By Brazil Stock Guide – Abu Dhabi Ports has agreed to buy Corredor Logística e Infraestrutura, or CLI, the Brazilian port operator behind agricultural terminals in Santos and Itaqui, in a transaction valued at $835 million.
The price includes $500 million in equity value, with the remainder coming from assumed debt, Brazil Journal reported. The deal is the largest acquisition in Abu Dhabi Ports’ history and marks the company’s entry into Latin America, according to the publication.
The official material fact published by CLI said funds managed by IG4 Capital and Macquarie Asset Management agreed to sell 100% of CLI to ADP Brazil Ports Holdco S.A., a subsidiary of AD Ports Group. Because CLI owns 80% of CLI Sul, the transaction will also result in an indirect change of control at CLI Sul. The closing remains subject to customary conditions, including approval by Brazil’s antitrust regulator Cade and waterway transport agency Antaq.
A Strategic Corridor
CLI is not a generic port asset. The company operates one of the four terminals that make up TEGRAM, the Maranhão Grain Terminal, one of Brazil’s most important infrastructure projects for exporting the country’s grain harvest. The route is especially relevant for grains produced in Maranhão, Tocantins, Piauí, northwestern Bahia and northeastern Mato Grosso — regions that form part of Brazil’s expanding agricultural frontier.
CLI also controls CLI Sul, which operates in the Port of Santos, Latin America’s largest port complex.

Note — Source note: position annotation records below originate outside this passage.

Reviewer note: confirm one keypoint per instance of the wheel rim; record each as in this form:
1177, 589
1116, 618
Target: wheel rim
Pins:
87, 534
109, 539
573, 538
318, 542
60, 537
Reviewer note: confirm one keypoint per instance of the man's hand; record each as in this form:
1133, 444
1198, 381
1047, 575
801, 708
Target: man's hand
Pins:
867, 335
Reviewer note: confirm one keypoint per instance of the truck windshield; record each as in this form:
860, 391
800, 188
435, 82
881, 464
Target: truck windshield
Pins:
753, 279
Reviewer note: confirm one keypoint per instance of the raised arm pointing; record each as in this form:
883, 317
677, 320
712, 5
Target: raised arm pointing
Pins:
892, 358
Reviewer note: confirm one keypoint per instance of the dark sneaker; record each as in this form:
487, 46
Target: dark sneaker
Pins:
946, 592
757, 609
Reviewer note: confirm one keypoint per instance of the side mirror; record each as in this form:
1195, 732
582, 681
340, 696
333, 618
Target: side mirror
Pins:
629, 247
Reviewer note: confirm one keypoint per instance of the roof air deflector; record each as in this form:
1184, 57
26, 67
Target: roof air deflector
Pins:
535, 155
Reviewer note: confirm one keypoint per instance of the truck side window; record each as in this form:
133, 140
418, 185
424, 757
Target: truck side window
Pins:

CLI Sul handles sugar, corn and soybeans produced in São Paulo, Mato Grosso do Sul, Mato Grosso, Goiás and Minas Gerais. Together, the assets give CLI a rare position across two strategic export corridors: Itaqui in the north and Santos in the southeast.
The company’s operations are built around the reception, storage and shipment of solid agricultural bulk cargo. Its combined elevation capacity is above 20 million tons, making CLI one of Brazil’s leading independent port operators focused on agribusiness logistics.
Food Security
The scale helps explain the strategic appeal. CLI’s two assets handled more than 17 million tons of grains and sugar last year, equivalent to around 10% of Brazil’s export volume in those products. CLI posted nearly R$1 billion in revenue, R$556 million in EBITDA and a R$12.7 million loss.
For Abu Dhabi Ports, Brazil is one of the world’s core suppliers of food commodities, and port infrastructure is the physical layer behind that trade. Buying CLI gives the UAE group direct exposure to the movement of soybeans, corn and sugar from Brazil to global markets.
The transaction also fits a broader pattern of Gulf capital moving closer to food-security assets. The investment fits a broader Middle Eastern food-security strategy, giving the buyer access to infrastructure that enables the flow of Brazilian food exports.
Scarce Assets
For IG4 and Macquarie, the deal represents the exit from an asset built through restructuring and consolidation. IG4 first entered the Itaqui terminal in 2020 through the restructuring of roughly $200 million in debt. Two years later, it acquired the Santos agricultural terminal from Rumo and brought in Macquarie as a partner to finance the transaction.
IG4 Capital is an asset manager expected to soon complete the acquisition of control of Braskem, Latin America’s largest petrochemical company. Until earlier this year, CLI was led by Hélcio Tokeshi, the executive expected to become the petrochemical company’s new CEO after the change in control.
Port of Santos
CLI Sul adds another layer to that scarcity. Located in Santos, it is one of 11 operators of solid agricultural bulk terminals in the organized port. Its role is not only to move cargo, but to give trading companies flexible, high-quality service in Brazil’s most important port complex. As an independent, flag-neutral operator focused solely on port infrastructure and agribusiness logistics, CLI Sul occupies a strategic position in the export chain.
The deal still needs regulatory approval. Brazil’s agribusiness logistics network is becoming a strategic target not only for infrastructure investors, but also for countries and companies looking to secure long-term access to food flows. In that sense, Abu Dhabi Ports is not merely buying terminals. It is buying a place inside one of the world’s most important food-export corridors.